While being around my siblings in such happy times I hear myself in my head saying, “This is it. After my parents leave their turns on Earth, this is all that’s left of my family.” As sad as that might be to even think about, I’m comforted by knowing I will still Ricardo and Carolina (and Maricela and Abel).
The Value of… Friendship
October 29, 2008

Every day I have the unique opportunity to sit in my time machine, and travel 2 years into the past… to a simpler time— when Tuesday nights were something to be anticipated, when loud racket from the band practicing next door could be heard throughout the complex, back to when it all started.
That’s exactly what it feels like as I’m prepping the re-release of THE PLACE. It’s really as if I’m spending some time each day, back at Branbury in 2006. And it’s just amazing to me that over 3 years since our Mikewire group met, we’re all still good friends. One could say that we’ve been eachother’s family while being away from home.
We spend holidays together…
- The time we had Easter dinner in 115 and Larkin made twice-baked potatoes
- The time we had Easter dinner at Daniel & Katey’s place
- The time we had Pioneer Day breakfast at Brent’s & my place
We spend birthdays together…
- The time we all went to Old Spaghetti Factory & All American Gymnastics for Billy’s birthday
- The time we went to Tucano’s for Daniel’s birthday
- The time we had a Rockband Party for Norm’s birthday
We celebrate special occassions together…
- The time a bunch of us went to California to be there for Daniel & Katey’s wedding
- The time a bunch of us went to Texas to be there for Sean & Sarah’s wedding
- The time a bunch of you guys were able to celebrate Natalia & my wedding
We have accrued hundreds of memories over the past 3 years, and the ones listed above are a small fraction of the full picture.
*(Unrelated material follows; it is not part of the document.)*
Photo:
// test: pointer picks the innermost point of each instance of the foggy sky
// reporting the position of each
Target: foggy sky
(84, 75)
I realize that it hasn’t always been ‘perfect’ and at times, some of us have even been at odds with eachother for whatever reason, but that doesn’t change the history that we all have and the friendship that still exists. I know that Branbury and everything is in the past, and I’m happy we’ve all made the progress we’ve made thus far, but being so immersed in THE PLACE, and re-living a bit of that era every day really helps me appreciate the true value of Friendship.
The Value of… New Life
October 28, 2008
As you probably know, my brother and his wife had their first child (the first grandchild for my parents) over the weekend. And overall, it was an amazing experience.
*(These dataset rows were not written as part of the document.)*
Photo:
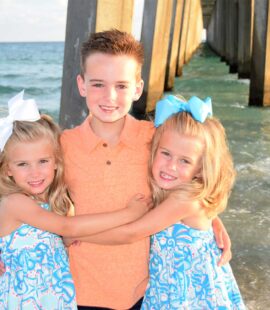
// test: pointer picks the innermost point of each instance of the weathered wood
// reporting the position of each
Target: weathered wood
(155, 39)
(245, 33)
(174, 43)
(114, 14)
(183, 38)
(260, 62)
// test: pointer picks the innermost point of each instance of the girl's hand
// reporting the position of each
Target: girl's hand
(138, 205)
(2, 267)
(70, 241)
(223, 241)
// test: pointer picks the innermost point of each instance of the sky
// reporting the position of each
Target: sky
(32, 20)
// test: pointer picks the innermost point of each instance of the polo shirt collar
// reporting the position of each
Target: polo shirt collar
(128, 136)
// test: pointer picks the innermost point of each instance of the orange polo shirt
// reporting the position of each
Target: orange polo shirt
(102, 179)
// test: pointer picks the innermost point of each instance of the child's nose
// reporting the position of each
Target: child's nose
(111, 93)
(172, 164)
(34, 171)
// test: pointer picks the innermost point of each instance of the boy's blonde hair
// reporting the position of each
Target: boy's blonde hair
(24, 131)
(112, 42)
(214, 185)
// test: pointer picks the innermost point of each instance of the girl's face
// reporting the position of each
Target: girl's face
(178, 159)
(32, 166)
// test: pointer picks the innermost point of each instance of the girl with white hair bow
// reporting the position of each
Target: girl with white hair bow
(33, 202)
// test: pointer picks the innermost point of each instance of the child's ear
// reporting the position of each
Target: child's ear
(81, 85)
(138, 90)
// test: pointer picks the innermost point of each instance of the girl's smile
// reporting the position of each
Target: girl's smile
(178, 159)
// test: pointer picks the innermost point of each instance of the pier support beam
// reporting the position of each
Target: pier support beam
(175, 32)
(73, 109)
(260, 64)
(245, 33)
(155, 39)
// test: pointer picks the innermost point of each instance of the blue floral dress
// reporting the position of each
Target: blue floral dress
(37, 271)
(184, 273)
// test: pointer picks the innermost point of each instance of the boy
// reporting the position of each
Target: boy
(106, 164)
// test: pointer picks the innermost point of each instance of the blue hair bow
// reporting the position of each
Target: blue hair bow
(199, 109)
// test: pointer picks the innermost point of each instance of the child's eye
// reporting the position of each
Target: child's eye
(98, 85)
(184, 161)
(165, 153)
(44, 161)
(122, 86)
(22, 164)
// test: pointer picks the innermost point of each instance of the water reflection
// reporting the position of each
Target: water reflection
(247, 217)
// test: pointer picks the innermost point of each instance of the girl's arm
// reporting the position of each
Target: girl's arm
(223, 241)
(25, 210)
(162, 216)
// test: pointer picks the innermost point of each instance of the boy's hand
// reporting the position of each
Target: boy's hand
(70, 241)
(138, 205)
(223, 241)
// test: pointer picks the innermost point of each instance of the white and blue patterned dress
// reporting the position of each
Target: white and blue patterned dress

The main thing I wanted to address though, were my observations while being in the Mother Baby floor of the hospital. I was fascinated by watching all the new babies being brought into the nursery and their proud fathers sitting next to them, getting to know them, taking pictures and video of them as they’re checked out by the nurse.
Seeing my brother sitting in that chair next to his new son was weird and fascinating all at the same time. My big brother, who used to love to pick on me, who was jealous that at one time during high school I made more money than him, who always looked out for me— is now a father.
I started wondering about how my parents’ experience was when they had their first child, which was in that same hospital. And it got me thinking about when I am going to be sitting in that seat next to the baby. What kinds of things would be going through my head?